Rosaryville is just a wonderful race - the volunteers work so hard, and yet are constantly cheerful and helpful. It's well organized, inexpensive, and, most importantly, has great food, both during and after the race.
My entire hour + drive home I was dreading showering. Last year, at Rosaryville, I experienced the worst chafing of my life, and this year followed suit. I almost wish this were a different type of website just so I could show you. Basically any spot of my body that clothes touched now has a huge red welt. Even parts I've never had problems with, like where the waistband of my shorts hit, and where my hydration vest touched along my sides. I honestly considered doing a shot before getting in the shower.

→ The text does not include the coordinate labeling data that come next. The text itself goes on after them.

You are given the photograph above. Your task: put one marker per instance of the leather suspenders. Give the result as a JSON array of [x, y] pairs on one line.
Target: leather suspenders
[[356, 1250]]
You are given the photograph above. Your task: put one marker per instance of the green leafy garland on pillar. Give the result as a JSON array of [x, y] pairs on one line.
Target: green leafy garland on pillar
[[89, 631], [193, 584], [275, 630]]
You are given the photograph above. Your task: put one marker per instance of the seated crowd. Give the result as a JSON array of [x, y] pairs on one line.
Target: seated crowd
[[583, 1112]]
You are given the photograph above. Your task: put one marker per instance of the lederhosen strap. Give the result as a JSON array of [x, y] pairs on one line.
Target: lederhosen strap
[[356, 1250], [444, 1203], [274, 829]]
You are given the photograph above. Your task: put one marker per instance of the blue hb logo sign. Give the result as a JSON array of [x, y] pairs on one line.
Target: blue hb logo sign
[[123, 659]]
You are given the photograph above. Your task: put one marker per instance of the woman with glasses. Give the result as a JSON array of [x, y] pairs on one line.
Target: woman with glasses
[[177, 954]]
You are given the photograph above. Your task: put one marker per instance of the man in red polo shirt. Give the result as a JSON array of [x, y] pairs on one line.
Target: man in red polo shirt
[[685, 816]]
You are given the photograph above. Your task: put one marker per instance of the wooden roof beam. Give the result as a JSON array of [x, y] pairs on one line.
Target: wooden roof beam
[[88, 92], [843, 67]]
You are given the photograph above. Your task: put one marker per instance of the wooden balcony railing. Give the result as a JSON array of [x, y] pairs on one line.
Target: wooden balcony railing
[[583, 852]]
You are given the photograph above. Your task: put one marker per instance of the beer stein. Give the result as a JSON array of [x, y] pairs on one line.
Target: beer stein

I know this report is already long, but for once I decided to pay attention to what I ate at aid stations and try to record it. During the race, I ate:
- About 3/4 of a banana, with a tiny smear of peanut butter (I love PB, but I don't love having my mouth stuck together while trying to run)
- One bit of a PB sandwich (had to throw the rest away, same problem as above)
- Two pretzel rods
- A small handful of oyster crackers
- A bunch of boiled potatoes dipped in salt (maybe half a big potato? no way to tell)
- One of those delicious grocery store holiday star shaped sugar cookies with the super sweet icing
- A piece of watermelon
- Two bites of rice crispy treat
- Two salt pills
I drank a cup of gatorade or heed (whichever they had) at each aid station (5 in all) and probably 8-12 oz of ice cold coke. This mystifies me, because I don't like coke at all, but during trail races, I can't get enough. I love when the caffeine and sugar hits me a few minutes later. It's hard to really gauge if you are eating enough or too much during the race, but since we got a great time, I guess it worked out.
After my shower of torture, I enjoyed my favorite post race food - Mexican. Eric got us Qdoba, which is perfect, because their chips are so deliciously salty. Then I busted in to my birthday present from Nicole.
|Add ice cream, I did|
So today, for work, I'm going on a teacher field trip, which includes kayaking. Not sure how that's going to go. My muscles aren't really sore (typical for trail races) but my chafing is making moving so painful.